2008
Émergence à Volga-Plage, Fort-de-France
39
Entretiens du corpus de recherche (2024–2025)
0
Inventeur unique identifié
10
Registres non exclusifs identifiés à ce jour
Idées reçues
Trois affirmations qu'on entend souvent sur le shatta, et ce que montrent les entretiens de recherche.
Le shatta a-t-il un inventeur ?
Les sources concordent pour indiquer que PSK Music est à l'origine de cette nouvelle manière de composer, de poser la basse. Toutefois, plusieurs beatmakers ont contribué à créer ce genre que l'on appelle aujourd'hui « shatta » en se copiant et/ou en s'influençant les uns les autres, jusqu'à trouver leur propre style et couleur. Les vidéos publiées sur YouTube à cette époque sont de véritables archives vivantes de cette période.
Le shatta est-il une simple copie du dancehall jamaïcain ?
Non. Le dancehall jamaïcain est une influence assumée, mais le shatta hybride aussi le bèlè, la biguine, le zouk et d'autres musiques caribéennes (troubadou haïtien, dembow, soca).
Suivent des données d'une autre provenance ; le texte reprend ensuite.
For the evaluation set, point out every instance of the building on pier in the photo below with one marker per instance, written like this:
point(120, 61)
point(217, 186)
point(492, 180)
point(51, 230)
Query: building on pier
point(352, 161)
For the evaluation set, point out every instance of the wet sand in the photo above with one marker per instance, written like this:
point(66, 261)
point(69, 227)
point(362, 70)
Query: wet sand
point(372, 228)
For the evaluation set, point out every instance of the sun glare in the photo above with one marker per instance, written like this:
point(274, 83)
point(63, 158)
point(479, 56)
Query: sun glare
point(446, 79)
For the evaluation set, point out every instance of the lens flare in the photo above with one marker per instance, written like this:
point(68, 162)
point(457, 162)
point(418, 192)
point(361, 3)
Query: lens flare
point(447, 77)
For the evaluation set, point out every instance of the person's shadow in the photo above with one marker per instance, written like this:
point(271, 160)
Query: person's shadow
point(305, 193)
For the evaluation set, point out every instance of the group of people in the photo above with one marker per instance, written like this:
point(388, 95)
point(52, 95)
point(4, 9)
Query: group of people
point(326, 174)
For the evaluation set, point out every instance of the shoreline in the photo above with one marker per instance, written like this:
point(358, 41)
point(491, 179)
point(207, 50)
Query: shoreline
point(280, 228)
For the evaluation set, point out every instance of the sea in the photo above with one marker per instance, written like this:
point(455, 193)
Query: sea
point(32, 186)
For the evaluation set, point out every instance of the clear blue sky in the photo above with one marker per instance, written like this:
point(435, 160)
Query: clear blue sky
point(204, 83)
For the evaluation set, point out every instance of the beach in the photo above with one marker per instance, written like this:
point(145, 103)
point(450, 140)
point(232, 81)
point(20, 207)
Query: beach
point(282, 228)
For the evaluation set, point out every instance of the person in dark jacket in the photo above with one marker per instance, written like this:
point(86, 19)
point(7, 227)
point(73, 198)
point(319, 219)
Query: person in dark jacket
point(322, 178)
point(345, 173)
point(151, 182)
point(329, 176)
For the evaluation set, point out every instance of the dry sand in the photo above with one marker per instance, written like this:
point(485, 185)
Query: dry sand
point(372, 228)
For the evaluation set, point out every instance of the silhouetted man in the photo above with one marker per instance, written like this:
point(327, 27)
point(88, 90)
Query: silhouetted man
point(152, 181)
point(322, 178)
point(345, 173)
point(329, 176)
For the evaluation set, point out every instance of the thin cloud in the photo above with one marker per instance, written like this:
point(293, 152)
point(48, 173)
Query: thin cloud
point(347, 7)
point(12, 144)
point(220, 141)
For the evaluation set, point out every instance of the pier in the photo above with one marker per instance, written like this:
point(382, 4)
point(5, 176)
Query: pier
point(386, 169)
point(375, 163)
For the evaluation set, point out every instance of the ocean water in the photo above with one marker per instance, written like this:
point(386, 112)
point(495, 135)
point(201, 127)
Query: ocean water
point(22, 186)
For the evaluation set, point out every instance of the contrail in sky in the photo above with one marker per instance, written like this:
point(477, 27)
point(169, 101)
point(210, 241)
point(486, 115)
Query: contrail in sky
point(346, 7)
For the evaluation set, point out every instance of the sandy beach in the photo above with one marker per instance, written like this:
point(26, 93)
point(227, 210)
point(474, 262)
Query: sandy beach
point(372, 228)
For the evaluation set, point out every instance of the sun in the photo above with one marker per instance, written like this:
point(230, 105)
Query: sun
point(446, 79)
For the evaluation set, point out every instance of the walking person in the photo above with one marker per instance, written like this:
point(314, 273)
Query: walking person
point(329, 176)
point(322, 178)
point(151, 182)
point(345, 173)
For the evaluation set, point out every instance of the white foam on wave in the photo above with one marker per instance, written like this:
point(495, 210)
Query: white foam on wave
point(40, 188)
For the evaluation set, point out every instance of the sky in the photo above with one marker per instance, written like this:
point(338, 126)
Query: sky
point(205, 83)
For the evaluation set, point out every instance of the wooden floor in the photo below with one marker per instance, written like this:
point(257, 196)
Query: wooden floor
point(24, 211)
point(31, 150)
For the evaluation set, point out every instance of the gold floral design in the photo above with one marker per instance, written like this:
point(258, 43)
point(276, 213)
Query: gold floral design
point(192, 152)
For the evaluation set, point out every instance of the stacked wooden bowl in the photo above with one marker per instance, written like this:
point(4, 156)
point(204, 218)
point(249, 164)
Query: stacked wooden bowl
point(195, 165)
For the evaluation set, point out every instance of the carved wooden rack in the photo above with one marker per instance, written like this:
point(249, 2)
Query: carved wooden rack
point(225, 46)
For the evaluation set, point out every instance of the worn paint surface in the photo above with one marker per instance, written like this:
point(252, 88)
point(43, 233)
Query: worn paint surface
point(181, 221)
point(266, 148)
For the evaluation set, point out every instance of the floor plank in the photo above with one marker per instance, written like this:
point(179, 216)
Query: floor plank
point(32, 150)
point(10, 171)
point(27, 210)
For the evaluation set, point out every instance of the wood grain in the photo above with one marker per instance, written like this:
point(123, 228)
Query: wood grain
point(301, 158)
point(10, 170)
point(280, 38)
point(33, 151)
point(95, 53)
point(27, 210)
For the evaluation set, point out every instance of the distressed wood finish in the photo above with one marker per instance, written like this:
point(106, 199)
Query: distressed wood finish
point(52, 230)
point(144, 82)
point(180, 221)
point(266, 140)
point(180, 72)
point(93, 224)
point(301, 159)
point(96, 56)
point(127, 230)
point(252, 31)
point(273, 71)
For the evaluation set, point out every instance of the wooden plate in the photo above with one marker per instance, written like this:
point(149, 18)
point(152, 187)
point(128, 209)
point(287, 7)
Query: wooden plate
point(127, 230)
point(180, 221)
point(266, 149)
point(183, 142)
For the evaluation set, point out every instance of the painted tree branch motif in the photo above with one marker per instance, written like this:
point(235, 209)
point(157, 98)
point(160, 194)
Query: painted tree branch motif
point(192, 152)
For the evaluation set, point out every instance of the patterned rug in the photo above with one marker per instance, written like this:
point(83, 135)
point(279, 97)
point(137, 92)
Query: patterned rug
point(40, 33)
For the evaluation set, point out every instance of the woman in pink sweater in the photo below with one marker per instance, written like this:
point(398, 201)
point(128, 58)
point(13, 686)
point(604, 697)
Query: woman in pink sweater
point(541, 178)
C'est une recomposition locale, pas une importation telle quelle.
Le shatta n'a-t-il aucune règle musicale ?
Il a une règle, mais négative : pas de rythmique fixe, pas de « kick » obligatoire. Ce qui identifie le genre, selon plusieurs artistes interrogés, c'est un « mood de basse » plus qu'une structure rythmique précise. DJ Vtrine l'explique ainsi : « Qu'est-ce qui fait une bonne prod ? C'est une prod qui donne envie de danser juste quand tu l'entends, c'est chimique avec de la basse. »
Pour la presse
Ce dossier est issu d'une recherche doctorale en cours. Pour une interview, une vérification d'information ou une demande de citation, contactez l'autrice via Voix d'Outre-Mer.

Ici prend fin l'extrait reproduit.